Holes can occur for a number of reasons, including natural processes and intentional actions by humans or animals. Holes in the ground that are made intentionally, such as holes made while searching for food, for replanting trees, or postholes made for securing an object, are usually made through the process of digging. Unintentional holes in an object are often a sign of damage. Potholes and sinkholes can damage human settlements.

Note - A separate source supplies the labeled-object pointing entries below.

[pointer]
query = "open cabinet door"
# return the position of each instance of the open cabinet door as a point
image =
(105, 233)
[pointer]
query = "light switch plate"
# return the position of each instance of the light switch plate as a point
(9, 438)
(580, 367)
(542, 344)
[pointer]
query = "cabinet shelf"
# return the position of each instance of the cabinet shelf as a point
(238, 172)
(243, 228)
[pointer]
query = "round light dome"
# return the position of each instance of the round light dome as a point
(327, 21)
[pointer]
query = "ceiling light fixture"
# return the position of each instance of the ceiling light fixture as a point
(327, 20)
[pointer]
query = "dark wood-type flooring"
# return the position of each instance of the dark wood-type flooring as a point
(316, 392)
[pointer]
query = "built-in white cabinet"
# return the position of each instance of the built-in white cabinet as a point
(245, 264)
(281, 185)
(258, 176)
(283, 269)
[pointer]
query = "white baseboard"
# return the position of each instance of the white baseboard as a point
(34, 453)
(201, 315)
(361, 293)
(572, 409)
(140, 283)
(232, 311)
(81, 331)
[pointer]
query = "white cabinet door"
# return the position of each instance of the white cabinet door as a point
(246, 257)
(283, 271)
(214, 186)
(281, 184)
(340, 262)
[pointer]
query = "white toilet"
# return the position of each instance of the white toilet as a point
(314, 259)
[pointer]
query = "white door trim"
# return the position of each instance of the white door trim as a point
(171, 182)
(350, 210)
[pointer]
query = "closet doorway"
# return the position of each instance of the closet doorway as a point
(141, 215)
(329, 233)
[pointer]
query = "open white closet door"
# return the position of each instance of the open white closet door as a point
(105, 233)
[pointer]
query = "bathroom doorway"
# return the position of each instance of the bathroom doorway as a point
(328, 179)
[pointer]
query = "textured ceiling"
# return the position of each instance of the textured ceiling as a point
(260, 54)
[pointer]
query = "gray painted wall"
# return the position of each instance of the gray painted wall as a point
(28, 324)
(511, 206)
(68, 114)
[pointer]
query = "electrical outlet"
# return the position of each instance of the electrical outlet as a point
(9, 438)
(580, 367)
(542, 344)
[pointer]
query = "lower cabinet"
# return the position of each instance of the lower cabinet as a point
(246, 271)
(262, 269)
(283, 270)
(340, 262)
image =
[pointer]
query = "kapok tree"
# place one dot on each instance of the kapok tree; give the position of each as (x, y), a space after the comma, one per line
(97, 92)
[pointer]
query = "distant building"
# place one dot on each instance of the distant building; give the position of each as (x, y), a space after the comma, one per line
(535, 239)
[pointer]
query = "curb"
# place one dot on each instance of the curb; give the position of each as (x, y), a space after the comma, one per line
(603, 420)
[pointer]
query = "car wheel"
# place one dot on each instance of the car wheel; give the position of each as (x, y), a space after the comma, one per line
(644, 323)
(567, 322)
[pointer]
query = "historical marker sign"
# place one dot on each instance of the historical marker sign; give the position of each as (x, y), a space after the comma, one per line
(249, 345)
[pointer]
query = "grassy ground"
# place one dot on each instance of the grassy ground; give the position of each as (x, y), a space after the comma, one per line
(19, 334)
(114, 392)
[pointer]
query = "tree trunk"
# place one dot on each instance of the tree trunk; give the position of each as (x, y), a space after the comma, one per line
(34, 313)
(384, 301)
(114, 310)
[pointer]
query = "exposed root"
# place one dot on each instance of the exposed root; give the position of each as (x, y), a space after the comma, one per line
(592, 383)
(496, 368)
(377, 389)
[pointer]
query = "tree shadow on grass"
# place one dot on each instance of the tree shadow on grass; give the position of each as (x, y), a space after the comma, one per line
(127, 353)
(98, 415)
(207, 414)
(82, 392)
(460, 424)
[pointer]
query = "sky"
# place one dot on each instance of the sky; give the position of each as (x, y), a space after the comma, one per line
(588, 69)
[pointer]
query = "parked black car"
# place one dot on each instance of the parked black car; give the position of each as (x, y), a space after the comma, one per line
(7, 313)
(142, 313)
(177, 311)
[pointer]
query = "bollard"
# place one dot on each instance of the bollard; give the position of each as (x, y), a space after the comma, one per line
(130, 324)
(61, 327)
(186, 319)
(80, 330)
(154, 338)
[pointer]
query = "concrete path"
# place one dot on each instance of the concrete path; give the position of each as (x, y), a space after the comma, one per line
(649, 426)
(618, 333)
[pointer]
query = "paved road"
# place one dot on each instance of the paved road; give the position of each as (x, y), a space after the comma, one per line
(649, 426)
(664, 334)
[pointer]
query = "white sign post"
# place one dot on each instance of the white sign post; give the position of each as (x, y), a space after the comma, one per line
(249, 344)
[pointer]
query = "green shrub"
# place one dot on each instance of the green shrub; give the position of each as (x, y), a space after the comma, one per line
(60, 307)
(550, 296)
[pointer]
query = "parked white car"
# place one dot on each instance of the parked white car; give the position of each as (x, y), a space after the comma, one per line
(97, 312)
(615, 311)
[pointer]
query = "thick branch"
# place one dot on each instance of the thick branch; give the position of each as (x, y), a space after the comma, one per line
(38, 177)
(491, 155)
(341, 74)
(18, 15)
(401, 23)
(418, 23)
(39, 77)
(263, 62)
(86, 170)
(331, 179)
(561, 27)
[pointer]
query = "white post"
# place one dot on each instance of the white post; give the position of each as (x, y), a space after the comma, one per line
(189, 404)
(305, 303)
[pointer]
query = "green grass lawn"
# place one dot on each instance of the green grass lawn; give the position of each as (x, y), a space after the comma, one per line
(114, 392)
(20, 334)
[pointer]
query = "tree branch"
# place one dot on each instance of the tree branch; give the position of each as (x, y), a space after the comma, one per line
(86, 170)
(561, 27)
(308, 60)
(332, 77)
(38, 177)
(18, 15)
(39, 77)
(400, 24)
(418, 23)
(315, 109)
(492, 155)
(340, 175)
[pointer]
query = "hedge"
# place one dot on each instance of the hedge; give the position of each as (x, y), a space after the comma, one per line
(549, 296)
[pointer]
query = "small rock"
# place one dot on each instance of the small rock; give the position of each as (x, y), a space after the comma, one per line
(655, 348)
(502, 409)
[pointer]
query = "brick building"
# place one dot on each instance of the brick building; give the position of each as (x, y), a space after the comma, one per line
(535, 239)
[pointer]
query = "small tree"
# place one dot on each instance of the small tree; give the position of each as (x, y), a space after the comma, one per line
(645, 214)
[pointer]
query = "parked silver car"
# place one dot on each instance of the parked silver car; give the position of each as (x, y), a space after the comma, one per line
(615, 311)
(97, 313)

Holes can occur in a wide variety of materials, and at a wide range of scales. The smallest holes observable by humans include pinholes and perforations, but the smallest phenomenon described as a hole is an electron hole, which is a position in an atom or atomic lattice where an electron is missing. The largest phenomenon described as a hole is a supermassive black hole, an astronomical object which can be billions of times more massive than Earth's sun.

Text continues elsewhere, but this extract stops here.